Mais dans la semaine, gros retournement. Mercredi exactement, LVMH déclarait dans un communiqué qu'il ne pouvait pas conclure l'accord de rachat de Tiffany « en l'état », mettant en cause une demande du gouvernement français de repousser l’acquisition de Tiffany, en raison de l’incertitude vis-à-vis de l’application de nouveaux droits de douane américains sur des produits français (il existe des taxes sur les cosmétiques et le vin mais qui font l’objet d’une suspension jusqu’à début 2021). 

Cette demande du gouvernement s’est faite à travers une lettre, envoyée par le ministre des affaires étrangères, Jean-Yves Le Drian, au conseil d’administration de LVMH. 

C’est donc une affaire plus diplomatique qu’économique, mais qui porte sur un désaccord louvoyant entre la France et les États-Unis depuis plus d’un an déjà, et qui concerne l’application de la fameuse taxe GAFA, c’est à dire une taxe française sur les entreprises du numérique (touchant entre autres Google, Facebook etc…), en attendant qu’une taxe soit négociée au niveau mondial. 

En riposte, Trump menace lui de taxer des produits français exportés aux États-Unis, principalement des biens de luxe. Une bataille entre les deux pays sur des enjeux économiques de poids :  la technologie digitale américaine contre le luxe français.

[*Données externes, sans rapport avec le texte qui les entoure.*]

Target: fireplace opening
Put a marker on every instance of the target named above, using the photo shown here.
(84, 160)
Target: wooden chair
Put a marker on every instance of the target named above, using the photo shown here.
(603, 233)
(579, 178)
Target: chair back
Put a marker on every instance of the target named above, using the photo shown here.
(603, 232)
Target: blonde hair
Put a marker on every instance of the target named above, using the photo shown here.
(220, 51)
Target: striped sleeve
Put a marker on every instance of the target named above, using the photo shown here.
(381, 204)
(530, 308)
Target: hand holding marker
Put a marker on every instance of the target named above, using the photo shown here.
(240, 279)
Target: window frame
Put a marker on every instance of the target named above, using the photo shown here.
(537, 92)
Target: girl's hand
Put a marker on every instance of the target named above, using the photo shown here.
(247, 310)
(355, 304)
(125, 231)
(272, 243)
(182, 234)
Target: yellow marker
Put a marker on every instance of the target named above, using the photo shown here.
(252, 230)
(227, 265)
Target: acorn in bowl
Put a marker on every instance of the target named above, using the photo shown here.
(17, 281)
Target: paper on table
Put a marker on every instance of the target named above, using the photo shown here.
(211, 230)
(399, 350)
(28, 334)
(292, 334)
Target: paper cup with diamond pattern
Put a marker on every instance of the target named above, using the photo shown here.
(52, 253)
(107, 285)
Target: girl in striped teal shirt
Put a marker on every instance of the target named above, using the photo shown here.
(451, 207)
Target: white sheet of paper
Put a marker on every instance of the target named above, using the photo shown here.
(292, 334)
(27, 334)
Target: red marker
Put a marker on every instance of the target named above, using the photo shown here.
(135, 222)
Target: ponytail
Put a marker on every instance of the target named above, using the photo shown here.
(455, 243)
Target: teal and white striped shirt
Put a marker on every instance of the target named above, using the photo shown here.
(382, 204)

Cela dit, la vraie question est de savoir pourquoi Bernard Arnault serait rentré dans ce jeu politique, lui qui s’entend plutôt bien avec Donald Trump, et qui de façon très pragmatique, a réussi à ce que le champagne, soit exclu des sanctions. Le champagne un segment du marché où LVMH est leader, avec des marques phares connues dans le monde entier.  Et pourquoi LVMH s’appuierait sur cette lettre du ministre pour abandonner le rachat de Tiffany ou du moins obtenir une modification des modalités, alors que rien, dans le droit français, n’obligerait l’entreprise à répondre aux désirs d’un ministre français. 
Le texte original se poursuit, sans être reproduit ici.